The American National Standards Institute (ANSI), the U.S. member body of the International Organization for Standardization (ISO), encourages stakeholders to participate in the newly formed ISO Project Committee (PC) 318, Community-scale resource-oriented sanitation treatment systems, which currently has 14 participating member countries and 12 observing member countries. ISO PC 318 is focused on the development of a new ISO standard for faecal sludge treatment systems, to ensure they meet general performance, safety aspects, and sustainability requirements.
Global participants that join the committee will work towards developing an international standard to support faecal sludge treatment units that service approximately 1,000 to 100,000 people. Ultimately, professional collaboration will support efforts to reverse inadequate sanitation, considered a worldwide challenge.

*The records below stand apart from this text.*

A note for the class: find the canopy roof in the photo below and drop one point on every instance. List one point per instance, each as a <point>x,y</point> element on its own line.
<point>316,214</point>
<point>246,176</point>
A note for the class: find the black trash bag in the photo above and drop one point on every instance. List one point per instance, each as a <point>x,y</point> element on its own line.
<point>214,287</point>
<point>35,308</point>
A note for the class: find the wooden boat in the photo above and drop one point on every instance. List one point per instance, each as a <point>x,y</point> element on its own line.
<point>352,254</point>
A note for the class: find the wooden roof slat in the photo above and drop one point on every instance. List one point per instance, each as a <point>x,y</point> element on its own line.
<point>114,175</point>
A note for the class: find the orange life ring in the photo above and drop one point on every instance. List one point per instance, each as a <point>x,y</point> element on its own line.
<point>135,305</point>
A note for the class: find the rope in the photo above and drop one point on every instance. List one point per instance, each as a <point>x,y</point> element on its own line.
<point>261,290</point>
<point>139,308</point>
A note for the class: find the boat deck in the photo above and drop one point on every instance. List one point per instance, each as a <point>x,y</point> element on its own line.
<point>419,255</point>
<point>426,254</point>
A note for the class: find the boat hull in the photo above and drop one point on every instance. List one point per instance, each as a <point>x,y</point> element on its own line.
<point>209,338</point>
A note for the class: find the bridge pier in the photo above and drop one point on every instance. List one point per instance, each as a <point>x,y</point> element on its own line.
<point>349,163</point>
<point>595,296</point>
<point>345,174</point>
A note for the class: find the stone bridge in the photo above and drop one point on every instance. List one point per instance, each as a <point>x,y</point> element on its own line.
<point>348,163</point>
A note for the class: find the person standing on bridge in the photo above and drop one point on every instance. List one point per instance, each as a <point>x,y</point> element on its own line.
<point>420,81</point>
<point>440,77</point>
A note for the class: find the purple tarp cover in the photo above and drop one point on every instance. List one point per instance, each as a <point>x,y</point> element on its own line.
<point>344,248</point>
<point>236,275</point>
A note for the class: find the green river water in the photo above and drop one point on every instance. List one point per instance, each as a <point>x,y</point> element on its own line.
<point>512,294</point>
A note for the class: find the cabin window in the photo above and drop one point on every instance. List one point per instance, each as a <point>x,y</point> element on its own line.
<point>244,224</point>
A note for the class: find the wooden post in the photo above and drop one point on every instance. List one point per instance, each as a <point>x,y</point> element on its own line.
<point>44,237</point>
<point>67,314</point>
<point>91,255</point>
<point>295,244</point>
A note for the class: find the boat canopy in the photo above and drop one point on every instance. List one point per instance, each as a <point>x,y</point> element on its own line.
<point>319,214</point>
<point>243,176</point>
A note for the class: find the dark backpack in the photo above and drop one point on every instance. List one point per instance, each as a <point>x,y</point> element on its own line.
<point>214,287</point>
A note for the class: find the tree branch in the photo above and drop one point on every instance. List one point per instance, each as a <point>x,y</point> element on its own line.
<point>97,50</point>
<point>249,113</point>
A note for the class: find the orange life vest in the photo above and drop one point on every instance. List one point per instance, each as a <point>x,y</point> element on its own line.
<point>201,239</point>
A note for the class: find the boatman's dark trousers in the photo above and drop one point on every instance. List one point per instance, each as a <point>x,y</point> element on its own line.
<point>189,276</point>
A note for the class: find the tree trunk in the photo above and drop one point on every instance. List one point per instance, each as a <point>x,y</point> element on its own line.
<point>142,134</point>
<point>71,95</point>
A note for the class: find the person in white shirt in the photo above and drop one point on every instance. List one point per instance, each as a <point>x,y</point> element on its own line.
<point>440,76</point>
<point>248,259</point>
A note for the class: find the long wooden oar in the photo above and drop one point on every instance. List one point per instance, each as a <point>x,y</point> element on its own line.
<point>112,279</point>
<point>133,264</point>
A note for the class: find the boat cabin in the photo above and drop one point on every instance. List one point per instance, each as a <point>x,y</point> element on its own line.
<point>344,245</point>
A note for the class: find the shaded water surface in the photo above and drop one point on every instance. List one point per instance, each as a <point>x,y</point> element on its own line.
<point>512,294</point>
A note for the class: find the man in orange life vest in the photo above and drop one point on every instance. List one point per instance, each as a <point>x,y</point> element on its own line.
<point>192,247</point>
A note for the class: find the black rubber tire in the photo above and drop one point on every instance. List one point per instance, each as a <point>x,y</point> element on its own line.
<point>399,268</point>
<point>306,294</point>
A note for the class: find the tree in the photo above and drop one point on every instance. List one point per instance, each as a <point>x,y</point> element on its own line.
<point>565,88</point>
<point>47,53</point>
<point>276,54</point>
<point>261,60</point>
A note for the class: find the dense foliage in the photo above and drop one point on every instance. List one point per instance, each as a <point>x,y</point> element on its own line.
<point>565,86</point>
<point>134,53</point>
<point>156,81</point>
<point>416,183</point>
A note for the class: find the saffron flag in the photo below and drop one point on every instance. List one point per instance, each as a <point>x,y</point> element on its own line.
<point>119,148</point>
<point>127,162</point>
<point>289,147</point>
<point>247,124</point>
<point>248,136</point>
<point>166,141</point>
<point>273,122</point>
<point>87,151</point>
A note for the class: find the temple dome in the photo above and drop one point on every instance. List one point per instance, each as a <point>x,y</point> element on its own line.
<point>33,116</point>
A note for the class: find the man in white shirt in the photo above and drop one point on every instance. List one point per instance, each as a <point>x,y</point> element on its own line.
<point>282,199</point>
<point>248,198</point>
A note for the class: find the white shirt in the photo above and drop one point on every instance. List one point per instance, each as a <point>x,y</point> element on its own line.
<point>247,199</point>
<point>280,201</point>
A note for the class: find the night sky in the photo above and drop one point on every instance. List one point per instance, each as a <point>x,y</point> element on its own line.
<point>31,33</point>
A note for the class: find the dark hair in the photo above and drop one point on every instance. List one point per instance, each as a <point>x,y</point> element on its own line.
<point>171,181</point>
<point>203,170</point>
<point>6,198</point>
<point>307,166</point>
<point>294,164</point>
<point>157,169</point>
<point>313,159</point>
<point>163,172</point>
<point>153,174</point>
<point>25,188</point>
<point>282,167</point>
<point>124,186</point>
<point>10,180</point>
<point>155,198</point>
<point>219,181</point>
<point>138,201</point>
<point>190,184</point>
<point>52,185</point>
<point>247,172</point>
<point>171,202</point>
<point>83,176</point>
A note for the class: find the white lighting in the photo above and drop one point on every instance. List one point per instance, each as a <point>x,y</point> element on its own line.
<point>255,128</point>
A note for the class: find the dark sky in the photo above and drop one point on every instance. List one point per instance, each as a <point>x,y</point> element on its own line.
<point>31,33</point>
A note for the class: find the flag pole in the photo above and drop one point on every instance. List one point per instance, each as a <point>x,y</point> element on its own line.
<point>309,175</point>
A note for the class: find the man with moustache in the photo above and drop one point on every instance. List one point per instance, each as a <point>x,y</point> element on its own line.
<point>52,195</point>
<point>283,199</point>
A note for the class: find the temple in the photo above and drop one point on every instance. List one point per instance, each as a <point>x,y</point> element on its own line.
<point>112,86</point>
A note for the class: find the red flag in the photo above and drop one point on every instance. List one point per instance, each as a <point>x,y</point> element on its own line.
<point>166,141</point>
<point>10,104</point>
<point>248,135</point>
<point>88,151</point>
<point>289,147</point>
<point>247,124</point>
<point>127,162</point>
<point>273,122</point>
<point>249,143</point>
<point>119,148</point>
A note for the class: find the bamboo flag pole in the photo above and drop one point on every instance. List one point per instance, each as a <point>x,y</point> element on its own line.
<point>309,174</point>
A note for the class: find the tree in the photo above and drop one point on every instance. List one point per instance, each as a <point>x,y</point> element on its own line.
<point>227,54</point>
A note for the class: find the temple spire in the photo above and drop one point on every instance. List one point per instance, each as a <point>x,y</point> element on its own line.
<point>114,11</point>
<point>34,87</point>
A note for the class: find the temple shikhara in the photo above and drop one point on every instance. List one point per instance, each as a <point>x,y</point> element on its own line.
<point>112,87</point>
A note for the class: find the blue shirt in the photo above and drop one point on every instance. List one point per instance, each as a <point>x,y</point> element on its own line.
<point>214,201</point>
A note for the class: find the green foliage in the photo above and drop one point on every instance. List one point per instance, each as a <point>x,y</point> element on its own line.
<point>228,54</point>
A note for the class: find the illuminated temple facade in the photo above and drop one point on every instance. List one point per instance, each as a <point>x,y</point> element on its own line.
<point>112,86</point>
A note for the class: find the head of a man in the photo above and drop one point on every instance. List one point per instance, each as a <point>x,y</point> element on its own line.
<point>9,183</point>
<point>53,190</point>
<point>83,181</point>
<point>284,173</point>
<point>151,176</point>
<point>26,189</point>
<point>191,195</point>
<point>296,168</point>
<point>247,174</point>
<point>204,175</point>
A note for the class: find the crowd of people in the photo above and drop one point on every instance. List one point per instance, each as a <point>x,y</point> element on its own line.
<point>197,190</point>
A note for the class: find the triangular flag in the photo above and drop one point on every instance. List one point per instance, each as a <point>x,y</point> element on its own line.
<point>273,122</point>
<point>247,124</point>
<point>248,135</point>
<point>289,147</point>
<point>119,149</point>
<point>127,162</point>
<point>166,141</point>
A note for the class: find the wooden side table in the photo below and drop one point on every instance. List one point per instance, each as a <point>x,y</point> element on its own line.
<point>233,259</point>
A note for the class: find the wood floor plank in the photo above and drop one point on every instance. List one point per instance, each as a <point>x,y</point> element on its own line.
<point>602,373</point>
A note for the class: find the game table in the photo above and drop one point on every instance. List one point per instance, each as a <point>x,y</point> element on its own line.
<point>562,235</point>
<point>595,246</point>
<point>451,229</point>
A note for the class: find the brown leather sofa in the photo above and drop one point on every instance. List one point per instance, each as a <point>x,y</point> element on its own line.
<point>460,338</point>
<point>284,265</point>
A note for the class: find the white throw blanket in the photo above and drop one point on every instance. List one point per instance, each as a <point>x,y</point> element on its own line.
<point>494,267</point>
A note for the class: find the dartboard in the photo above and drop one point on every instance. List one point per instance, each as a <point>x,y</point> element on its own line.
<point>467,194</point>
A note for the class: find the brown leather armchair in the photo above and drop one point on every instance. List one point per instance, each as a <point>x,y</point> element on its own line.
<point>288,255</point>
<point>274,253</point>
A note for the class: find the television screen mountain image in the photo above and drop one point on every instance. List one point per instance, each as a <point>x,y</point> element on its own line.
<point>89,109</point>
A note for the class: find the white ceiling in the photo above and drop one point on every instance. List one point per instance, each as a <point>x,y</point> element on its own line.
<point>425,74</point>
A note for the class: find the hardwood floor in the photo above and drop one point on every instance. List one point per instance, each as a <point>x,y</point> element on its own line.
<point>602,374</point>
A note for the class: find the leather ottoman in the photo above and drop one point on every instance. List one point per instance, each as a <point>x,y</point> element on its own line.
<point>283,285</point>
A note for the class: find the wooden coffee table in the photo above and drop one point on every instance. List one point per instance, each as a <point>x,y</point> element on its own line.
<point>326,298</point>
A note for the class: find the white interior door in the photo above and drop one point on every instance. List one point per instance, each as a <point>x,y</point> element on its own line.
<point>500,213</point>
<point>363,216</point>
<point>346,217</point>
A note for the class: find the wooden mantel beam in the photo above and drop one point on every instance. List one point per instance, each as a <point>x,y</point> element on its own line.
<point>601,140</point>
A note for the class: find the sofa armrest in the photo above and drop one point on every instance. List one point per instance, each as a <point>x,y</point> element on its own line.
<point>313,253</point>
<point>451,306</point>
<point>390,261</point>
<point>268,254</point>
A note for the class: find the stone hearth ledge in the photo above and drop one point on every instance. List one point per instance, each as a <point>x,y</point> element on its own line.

ANSI's collaborative efforts stem from an overarching goal to reverse underdeveloped global sanitation, a rampant issue for a large portion of the world's population. If not addressed soon, poor sanitation will continue to have dire consequences on world poorest communities. According to the World Health Organization (WHO), an estimated two billion people use latrines that aren't safely emptied and treated, and one billion people are forced to defecate in the open. Without access to safe sewage treatment, pathogens from human waste make their way into the soil and water systems, contaminating food and water, and endangering human life.
Current sludge management approaches are insufficient and often unsafe, and have a direct and devastating impact on human health and safety, especially when sludge is unsafely disposed from on-site systems. The new committee will focus on reinventing sludge treatment through the deployment of a standalone, industrial-scale, community-scaled resource-oriented sanitation treatment system. In order to realize the full impact of these technologies and deploy them safely at a larger scale, stakeholders are needed to develop relevant safety and performance guidelines for commercial systems.
ISO/PC 318 will focus on is faecal sludge treatment through the development of sanitation treatment units.
In related efforts to improve sanitationcrucial to good healthANSI, twinned with ASN (the National Body of Senegal) serve as Secretariat to ISO PC 305, (formed in 2016), which aims to reinvent the toilet and promote an international performance standard on a consumer- level house-hold scale. Through its work in PC 305, ANSI, with support from the Bill & Melinda Gates Foundation has taken the initiative to develop international standards on Sustainable non-sewered sanitation systems. Part of the solution, which is currently underway in ISO/PC 305, is to develop an international performance standard for consumer-level household scale toilets and integrated treatment systems.
Standardization work would impact multiple stakeholder categories ranging from industry and commerce to governmentfor the universal goal of improved public sanitation. There are three ISO committees that are currently involved in similar areas of standards development, including ISO Technical Committee (TC) 224, Service activities relating to drinking water systems and wastewater systems; ISO TC 275, Sludge recovery, recycling, treatment and disposal; and ISO TC 282, Water reuse. The new PC is out of scope for the other committees.
ANSI - as the secretariat to ISO PC 318 - is calling on global participants to join ISO PC 318, which will meet for the first time on July 16-19, 2018, in Dakar, Senegal. All interested stakeholders can contact their national standards body or Sally Seitz, PC 318 secretary, ANSI, at [email protected].
About ANSI
The American National Standards Institute (ANSI) is a private non-profit organization whose mission is to enhance U.S. global competitiveness and the American quality of life by promoting, facilitating, and safeguarding the integrity of the voluntary standardization and conformity assessment system. Its membership is comprised of businesses, professional societies and trade associations, standards developers, government agencies, and consumer and labor organizations. The Institute represents and serves the diverse interests of more than 270,000 companies and organizations and 30 million professionals worldwide. ANSI is the official U.S. representative to the International Organization for Standardization (ISO) and, via the U.S. National Committee, the International Electrotechnical Commission (IEC). For more information, visit www.ansi.org.
About ISO
The International Organization for Standardization (ISO) is a worldwide federation of national standards bodies from more than 160 countries. Based in Geneva, Switzerland, ISO is a non-governmental organization whose mission is to promote the development of standardization and related activities in the world with a view to facilitating the international exchange of goods and services, and to developing cooperation in the spheres of intellectual, scientific, technological, and economic activity.
ISO's work results in international agreements which are published as international standards and other types of ISO documents. ISO standards are developed by groups of experts, within technical committees (TCs), subcommittees (SCs), and project committees (PCs). Each committee, which focuses on a different subject, is made up of representatives of industry, NGOs, governments, and other stakeholders, who are put forward by ISO's members.